Campbell was spotted by Maui police the early morning of January 10 2003 going down the wrong side of the road and swerving into and off the shoulder. Pulled over, the Premier of British Columbia opened his door and fell to the ground. At the police station, he tested at about three times the legal limit for blood alcohol. He spent the night in the drunk tank passed out on a bare urine-soaked mattress. In the morning, he called a local drunk-tank lawyer his jailer suggested to him. He made an unshaved court appearance by noon and struggled back to his hotel. The strangest part of this story is that it seems never to have occurred to him for well over a day and a half to get in touch with any political staff and seek advice or to let anyone know what had happened.


Since then, his wife has reportedly separated from him and has reverted to using her maiden name. Campbell now lives alone in a condo on Vancouver’s west side. Dauphinee, his assistant, was subsequently promoted to Chief of Staff, a public service position that pays in the neighbourhood of $120,000—a considerable raise for her. She has also racked up the largest travel expense bills of anyone, elected or un-elected, in the entire BC government. This story looks similar enough to the Wilson-Tyabji incident to at least merit comparison and similar media scrutiny, but there has been none.


The scandals do not end there. During the present election campaign, the Liberal Party has twice been caught collecting money illegally, once from municipalities and later from charities who were led to believe they were paying the government for access to Campbell, but whose fees were in fact illegally channeled to the party coffers. This scandal looks remarkably similar to the Bingogate scandal that ensnared and destroyed Harcourt, but there has been scarcely little media follow-through this time.

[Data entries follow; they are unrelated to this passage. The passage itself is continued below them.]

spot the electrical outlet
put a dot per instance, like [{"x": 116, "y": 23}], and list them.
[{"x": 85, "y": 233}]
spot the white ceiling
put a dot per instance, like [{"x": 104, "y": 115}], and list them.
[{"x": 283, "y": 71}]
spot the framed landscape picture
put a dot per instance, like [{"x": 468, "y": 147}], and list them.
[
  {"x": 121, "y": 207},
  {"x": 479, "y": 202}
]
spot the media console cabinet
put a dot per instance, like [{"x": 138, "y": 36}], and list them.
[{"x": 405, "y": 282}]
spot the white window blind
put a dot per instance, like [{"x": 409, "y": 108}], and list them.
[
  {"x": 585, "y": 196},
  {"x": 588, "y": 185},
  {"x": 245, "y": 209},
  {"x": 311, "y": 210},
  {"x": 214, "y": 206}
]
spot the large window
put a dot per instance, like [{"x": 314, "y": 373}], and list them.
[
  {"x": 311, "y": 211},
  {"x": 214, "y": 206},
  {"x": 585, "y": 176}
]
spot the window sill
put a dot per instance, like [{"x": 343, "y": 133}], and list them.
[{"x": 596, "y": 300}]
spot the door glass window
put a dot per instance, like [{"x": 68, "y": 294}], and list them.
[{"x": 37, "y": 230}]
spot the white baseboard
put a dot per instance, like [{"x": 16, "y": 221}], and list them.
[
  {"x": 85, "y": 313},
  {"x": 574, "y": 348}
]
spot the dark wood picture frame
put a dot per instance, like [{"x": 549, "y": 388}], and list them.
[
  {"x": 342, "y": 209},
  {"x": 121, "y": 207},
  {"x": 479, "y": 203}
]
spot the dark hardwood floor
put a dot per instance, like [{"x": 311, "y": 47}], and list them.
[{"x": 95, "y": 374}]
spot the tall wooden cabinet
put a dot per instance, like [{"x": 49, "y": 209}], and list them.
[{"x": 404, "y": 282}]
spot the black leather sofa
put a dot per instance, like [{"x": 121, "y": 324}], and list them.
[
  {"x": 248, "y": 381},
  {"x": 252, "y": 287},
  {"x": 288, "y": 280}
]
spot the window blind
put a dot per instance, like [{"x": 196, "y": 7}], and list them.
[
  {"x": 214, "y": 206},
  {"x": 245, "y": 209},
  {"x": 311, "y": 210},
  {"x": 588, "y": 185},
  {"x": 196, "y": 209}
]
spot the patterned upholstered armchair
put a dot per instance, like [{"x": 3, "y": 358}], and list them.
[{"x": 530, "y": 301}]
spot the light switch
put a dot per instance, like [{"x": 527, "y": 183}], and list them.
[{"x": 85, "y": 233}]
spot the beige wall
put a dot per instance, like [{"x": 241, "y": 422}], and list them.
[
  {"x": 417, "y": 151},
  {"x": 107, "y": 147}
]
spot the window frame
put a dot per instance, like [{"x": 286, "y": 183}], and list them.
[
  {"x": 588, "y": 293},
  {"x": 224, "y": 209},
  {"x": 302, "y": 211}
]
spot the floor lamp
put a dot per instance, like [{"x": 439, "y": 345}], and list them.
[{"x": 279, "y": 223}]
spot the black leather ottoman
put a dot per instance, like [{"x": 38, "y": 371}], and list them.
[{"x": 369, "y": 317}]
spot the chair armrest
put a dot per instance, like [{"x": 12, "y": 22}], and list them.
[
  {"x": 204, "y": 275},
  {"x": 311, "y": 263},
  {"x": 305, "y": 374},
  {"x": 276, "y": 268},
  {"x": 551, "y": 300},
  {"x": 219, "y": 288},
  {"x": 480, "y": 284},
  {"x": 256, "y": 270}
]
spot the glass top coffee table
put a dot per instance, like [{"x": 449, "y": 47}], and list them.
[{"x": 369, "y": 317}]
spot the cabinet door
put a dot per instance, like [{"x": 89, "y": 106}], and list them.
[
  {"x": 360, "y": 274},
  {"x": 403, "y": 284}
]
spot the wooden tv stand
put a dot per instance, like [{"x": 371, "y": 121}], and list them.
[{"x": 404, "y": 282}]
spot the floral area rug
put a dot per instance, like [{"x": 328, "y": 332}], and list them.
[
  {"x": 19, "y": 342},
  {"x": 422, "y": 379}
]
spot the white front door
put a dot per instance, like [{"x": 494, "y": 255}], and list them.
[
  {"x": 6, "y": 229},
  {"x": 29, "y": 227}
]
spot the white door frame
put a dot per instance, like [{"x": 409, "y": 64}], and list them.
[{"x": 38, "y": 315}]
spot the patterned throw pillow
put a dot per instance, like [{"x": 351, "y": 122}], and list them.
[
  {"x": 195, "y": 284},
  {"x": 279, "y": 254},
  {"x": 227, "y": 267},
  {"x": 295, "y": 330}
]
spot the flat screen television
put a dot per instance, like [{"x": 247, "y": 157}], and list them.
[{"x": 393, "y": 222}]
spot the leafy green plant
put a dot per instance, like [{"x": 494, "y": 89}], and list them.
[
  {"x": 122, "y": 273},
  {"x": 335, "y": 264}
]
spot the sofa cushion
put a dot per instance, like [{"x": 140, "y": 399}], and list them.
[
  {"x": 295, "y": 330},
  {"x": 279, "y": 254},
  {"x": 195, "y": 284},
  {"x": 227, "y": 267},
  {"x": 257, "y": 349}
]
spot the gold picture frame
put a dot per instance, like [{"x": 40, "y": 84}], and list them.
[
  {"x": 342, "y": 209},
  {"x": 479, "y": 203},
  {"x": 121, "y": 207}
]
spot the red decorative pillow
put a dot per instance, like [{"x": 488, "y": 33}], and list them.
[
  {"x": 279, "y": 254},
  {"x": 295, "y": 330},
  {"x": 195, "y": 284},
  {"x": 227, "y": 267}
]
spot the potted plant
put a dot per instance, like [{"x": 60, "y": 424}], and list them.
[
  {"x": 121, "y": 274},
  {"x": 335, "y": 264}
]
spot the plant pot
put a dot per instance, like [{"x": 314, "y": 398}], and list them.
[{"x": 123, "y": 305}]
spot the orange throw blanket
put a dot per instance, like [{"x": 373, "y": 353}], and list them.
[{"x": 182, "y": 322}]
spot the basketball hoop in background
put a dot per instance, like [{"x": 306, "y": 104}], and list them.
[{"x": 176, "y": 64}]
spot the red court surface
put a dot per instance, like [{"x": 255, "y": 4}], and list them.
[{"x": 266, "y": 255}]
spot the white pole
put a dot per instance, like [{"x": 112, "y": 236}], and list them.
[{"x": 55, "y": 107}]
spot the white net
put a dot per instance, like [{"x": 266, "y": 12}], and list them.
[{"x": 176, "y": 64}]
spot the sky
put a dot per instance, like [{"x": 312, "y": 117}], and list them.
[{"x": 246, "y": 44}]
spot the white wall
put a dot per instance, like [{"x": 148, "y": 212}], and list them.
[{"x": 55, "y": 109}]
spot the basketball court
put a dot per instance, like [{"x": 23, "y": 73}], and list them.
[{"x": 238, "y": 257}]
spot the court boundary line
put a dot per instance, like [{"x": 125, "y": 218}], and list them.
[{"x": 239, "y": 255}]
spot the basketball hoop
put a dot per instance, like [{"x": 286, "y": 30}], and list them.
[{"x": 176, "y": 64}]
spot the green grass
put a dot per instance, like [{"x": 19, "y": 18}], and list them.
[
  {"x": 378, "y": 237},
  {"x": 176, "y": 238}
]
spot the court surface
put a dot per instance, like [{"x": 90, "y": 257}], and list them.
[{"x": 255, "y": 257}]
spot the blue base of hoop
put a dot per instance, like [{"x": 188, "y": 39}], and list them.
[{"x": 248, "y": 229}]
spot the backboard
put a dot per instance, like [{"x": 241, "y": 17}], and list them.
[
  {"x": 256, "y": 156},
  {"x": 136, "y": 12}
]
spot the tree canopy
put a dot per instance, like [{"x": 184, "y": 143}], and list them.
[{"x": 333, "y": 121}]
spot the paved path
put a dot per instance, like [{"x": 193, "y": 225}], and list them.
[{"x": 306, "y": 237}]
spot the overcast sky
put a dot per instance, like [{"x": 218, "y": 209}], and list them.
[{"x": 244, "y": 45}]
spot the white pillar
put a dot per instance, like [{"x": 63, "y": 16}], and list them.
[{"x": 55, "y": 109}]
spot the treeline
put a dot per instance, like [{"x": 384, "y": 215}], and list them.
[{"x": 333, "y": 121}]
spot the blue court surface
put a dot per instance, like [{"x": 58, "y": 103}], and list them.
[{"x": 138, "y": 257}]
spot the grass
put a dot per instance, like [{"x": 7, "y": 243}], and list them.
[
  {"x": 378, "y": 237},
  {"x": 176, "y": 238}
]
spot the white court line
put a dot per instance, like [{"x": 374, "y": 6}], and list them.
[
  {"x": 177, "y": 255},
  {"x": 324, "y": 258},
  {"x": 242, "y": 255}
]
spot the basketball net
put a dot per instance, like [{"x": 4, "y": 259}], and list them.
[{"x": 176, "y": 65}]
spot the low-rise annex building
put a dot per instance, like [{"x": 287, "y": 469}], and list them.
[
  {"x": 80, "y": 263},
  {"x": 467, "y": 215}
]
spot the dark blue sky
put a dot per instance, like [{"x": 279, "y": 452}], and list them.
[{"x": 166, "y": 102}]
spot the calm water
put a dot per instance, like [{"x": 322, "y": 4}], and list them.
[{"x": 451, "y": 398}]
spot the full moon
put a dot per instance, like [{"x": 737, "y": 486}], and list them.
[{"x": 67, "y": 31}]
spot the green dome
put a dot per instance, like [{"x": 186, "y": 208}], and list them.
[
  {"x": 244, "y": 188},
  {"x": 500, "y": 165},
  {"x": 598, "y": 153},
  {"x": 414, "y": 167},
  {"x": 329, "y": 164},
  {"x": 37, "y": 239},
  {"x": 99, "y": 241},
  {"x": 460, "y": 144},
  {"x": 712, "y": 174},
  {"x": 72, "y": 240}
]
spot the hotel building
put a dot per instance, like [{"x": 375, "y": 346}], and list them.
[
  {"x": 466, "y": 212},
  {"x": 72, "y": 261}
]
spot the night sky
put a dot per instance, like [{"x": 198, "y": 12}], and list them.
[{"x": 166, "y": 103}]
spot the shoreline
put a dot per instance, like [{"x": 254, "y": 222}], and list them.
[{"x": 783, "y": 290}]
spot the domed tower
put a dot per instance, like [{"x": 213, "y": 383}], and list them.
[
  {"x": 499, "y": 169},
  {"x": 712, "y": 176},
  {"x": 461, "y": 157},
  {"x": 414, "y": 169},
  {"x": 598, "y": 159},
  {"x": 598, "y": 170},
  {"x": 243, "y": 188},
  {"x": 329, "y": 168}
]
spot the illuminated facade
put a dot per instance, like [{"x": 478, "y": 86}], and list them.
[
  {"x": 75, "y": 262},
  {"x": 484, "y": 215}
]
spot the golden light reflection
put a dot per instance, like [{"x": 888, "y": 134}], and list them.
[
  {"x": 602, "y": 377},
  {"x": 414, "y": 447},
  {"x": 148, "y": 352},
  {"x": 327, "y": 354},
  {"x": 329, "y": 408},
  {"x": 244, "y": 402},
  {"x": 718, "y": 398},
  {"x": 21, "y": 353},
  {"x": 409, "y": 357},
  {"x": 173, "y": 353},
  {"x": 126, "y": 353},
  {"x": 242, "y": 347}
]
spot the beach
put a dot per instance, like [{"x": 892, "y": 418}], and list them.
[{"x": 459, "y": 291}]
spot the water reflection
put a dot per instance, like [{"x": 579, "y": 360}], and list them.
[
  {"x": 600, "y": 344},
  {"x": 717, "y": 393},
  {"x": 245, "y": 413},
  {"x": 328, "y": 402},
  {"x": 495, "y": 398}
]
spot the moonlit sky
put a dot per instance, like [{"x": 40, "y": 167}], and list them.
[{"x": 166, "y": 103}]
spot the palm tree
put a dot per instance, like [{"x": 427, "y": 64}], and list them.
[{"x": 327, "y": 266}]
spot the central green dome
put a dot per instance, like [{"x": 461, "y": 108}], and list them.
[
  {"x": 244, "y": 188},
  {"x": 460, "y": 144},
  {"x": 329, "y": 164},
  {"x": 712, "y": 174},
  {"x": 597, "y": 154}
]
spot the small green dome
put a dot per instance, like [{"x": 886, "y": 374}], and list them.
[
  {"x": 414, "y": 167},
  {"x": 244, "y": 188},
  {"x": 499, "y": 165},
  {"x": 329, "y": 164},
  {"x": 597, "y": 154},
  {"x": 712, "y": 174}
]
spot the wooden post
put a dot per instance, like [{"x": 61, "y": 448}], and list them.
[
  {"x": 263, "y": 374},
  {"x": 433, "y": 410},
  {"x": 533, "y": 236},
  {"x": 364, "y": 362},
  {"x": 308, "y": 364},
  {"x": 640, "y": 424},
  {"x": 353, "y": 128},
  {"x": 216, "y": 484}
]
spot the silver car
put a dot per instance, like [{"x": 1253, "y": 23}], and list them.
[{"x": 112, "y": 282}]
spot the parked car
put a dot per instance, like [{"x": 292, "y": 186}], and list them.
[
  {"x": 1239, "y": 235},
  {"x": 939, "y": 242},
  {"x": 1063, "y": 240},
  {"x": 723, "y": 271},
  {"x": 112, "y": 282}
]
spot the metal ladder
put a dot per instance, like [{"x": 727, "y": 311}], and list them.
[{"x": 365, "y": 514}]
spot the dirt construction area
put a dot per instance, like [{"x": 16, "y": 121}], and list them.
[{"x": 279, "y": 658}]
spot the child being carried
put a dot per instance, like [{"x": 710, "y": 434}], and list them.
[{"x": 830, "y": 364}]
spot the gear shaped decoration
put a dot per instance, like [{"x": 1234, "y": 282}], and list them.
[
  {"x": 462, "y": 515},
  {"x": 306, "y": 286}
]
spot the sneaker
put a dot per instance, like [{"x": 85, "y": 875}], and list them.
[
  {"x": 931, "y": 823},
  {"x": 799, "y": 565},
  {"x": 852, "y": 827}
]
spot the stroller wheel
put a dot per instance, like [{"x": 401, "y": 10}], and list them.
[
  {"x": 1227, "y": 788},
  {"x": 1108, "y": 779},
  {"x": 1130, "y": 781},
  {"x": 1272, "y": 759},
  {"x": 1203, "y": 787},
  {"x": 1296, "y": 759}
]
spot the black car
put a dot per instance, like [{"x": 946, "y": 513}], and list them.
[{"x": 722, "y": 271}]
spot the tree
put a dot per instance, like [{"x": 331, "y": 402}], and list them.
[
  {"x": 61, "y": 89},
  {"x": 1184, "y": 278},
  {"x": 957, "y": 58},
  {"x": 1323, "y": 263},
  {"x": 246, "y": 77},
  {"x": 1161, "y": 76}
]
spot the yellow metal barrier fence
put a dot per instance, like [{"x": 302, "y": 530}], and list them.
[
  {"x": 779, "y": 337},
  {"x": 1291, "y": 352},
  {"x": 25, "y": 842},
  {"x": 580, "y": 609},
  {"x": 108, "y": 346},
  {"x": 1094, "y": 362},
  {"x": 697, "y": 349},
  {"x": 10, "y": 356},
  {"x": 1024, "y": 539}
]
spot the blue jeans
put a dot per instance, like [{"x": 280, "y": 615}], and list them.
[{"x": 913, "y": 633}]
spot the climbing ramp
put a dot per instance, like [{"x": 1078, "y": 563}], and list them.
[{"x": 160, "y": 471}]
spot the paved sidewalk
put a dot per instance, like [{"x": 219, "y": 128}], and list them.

A billion-dollar Liberal-government deal to sell BC Rail is currently under police investigation with allegations swirling around the case involving illicit drugs and influence peddling. RCMP took the unprecedented measure of raiding legislature offices of senior cabinet members to seize evidence in the case. All three senior cabinet members linked to the scandal—Attorney General Geoff Plant, Deputy Premier Christie Clark, and finance minister Gary Collins—have since resigned from office and, despite budding careers, have quietly and inexplicably left politics altogether. There are close correspondences in this story to the one involving casino licenses that brought Clark down, but there has been no similar media attention.


Add it up and you have the makings for the most damaging set of scandals amongst BC’s pantheon of record breakers. Campbell’s government is linked to rumours involving illicit drugs, influence peddling, party finance corruption, out-of-control drunken sprees, tainted resignations, criminal investigations, court convictions, illicit sexual affairs, and who knows what else of the salacious kind. While in the past any one of those merited a public hanging by the media scribes, Campbell, with all of them and possibly more, slips away with no one in pursuit.


Campbell has as many scandals of the real and significant kind swirling around him as all the media-hyped ones his predecessors had thrown at them, combined. And yet, where the establishment media cut all his predecessors down at the knees, for some reason, none of them are touching this Premier. It almost looks like there’s a larger picture here coming into focus, and that Campbell, soaked in sex, booze, drugs, and party money, is some kind of “made man” with the owners of the establishment press. He does appear to be unaccountably untouchable in a media environment famous for exactly the opposite behaviour.